Construction to Begin Next Week, though some question timing of project

The New Mexican

 
Despite an economic downtown that has slowed the travel industry, an Arizona builder soon will begin construction of a $14 million, 92-room hotel on Santa Fe’s south side.

The three-story Hyatt Place will rise at 4350 Cerrillos Road, in the Zarape retail development near the new Discount Tire store, on the east side of Cerrillos Road and south of Wagon Road.

Work is scheduled to begin next week, with the hotel expected to open in the spring of 2010.

The general contractor, Tucson-based American Construction Corp., is a partner in the project with landowners Carlos and Sylvia Garcia-Salgado, who own Don Juan Paint and Body shop in Santa Fe.

Rim Hospitality, a Modesto, Calif., firm with 25 years in the hotel industry and operations in the U.S. and Canada, will manage the property.

Carlos Garcia-Salgado said financing for the new hotel was provided by Charter Bank through a Small Business Administration loan.

“We’ve been working in the community for 25 years,” Garcia-Salgado said. “To have a local owner makes a lot of sense.”

Hyatt Place, a brand owned by Global Hyatt, is a mid-scale hotel chain aimed at business travelers. The hotels feature high-tech self-service facilities, including self-service kiosks, an “e-room” providing access to computers and printers and, in each guest room, a media and work center complete with a 42-inch, flat-panel HDTV.

There are about 115 Hyatt Place hotels around the country, including properties in such cities as Atlanta, Chicago, Cincinnati, Dallas and Washington, D.C.

“We’ve been looking all over the country for a site,” said Mark LeBlanc, senior vice president of development for Rim. “We love the Hyatt Place concept because it’s so new and fresh.”

American Construction has other New Mexico properties, in Deming and Roswell, and feels comfortable doing business in the state, LeBlanc said, despite the fact that Santa Fe’s regulations can deter some developers.

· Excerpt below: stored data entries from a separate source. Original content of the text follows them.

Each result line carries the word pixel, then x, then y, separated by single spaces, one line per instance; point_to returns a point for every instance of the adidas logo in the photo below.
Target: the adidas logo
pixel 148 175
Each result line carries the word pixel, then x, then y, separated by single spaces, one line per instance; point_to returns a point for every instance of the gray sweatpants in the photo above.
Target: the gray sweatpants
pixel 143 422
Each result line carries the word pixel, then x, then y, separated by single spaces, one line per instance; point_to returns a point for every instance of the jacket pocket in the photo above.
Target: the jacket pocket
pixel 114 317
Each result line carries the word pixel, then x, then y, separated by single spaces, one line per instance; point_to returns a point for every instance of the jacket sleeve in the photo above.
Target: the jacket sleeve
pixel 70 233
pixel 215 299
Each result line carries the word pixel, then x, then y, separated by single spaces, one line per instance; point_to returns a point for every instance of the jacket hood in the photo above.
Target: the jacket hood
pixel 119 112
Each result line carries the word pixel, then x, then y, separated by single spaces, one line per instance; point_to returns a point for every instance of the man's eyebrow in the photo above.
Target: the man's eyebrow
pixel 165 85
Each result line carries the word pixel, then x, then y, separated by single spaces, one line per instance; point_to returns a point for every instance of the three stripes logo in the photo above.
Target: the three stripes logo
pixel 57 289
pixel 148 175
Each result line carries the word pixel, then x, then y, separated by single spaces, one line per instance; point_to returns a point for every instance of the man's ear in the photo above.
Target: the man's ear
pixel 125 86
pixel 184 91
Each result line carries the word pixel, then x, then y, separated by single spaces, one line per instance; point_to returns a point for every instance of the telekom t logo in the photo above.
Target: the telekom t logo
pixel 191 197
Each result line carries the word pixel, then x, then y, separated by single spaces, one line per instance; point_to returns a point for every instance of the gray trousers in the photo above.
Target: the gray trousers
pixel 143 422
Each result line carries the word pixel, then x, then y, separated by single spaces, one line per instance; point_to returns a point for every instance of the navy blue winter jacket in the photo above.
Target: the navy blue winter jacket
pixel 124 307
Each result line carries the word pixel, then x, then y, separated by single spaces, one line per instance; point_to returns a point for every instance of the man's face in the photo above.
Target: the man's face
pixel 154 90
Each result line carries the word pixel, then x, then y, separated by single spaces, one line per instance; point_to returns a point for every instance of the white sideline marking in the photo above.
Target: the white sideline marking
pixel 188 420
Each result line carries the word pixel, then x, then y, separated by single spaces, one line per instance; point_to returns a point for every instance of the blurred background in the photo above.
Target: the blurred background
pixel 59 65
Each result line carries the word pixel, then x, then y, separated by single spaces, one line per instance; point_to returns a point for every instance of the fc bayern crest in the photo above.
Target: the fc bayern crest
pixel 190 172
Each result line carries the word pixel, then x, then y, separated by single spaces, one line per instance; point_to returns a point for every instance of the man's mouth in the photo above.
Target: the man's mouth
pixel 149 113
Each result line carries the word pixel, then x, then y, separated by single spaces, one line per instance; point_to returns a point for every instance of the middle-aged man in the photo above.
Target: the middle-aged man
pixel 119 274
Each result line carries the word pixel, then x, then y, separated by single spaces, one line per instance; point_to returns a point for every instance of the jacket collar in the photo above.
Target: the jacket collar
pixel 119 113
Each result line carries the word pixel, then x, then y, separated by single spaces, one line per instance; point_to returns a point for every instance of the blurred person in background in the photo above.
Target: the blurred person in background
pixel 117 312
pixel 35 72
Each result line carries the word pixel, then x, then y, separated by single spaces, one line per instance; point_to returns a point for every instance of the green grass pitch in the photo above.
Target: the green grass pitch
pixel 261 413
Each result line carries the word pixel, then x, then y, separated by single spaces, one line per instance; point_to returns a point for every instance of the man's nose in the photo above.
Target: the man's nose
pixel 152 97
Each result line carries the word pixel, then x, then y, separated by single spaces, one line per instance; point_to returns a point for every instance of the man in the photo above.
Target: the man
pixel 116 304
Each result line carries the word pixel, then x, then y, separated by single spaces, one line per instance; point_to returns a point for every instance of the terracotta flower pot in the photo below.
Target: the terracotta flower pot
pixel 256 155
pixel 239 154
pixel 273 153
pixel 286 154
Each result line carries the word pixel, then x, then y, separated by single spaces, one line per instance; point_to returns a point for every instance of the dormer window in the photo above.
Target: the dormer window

“They also felt coming into Santa Fe with the newest and freshest concept would give them a competitive edge,” LeBlanc said.

LeBlanc admitted that building a new hotel at a low point in the economic cycle is difficult, but he said there are several advantages in doing so.

“Construction costs are down to a five to 10-year low,” he said. “Their cost basis for a new hotel will be significantly less than stated. What was going to cost $14 million to $15 million will be closer to $13 million or $14 million. It might even be under that.”

Another advantage in going ahead with the development now is that it keeps American Construction employees working, LeBlanc said.

Keith Toler, executive director of the Santa Fe Convention and Visitors Bureau, said he hadn’t heard about the planned Hyatt Place and couldn’t comment on it.

“Hyatt does come with a good name,” he said.

Art Bouffard, director of the New Mexico Lodging Association, said it is a “very difficult economy” in which to be building a hotel. “I don’t quite get it.”

“New Mexico overall is overbuilt in terms of new properties going up,” he said. “And we’re in a real predicament right now. We thought we had recovered from 2001 a little bit, but we’re way behind now” in terms of room-occupancy rates.

Several local hotels have cut employee hours or laid off workers recently. January is typically the slowest month of the year for Santa Fe hoteliers.

The most recent lodging to open in the Cerrillos Road corridor was the Sleep Inn in 1999. It’s now called The Inn at Santa Fe.

The last two hotels to open in the Santa Fe area were Encantado Resort in Tesuque and Buffalo Thunder Hotel and Casino in Pojoaque. Both opened last year.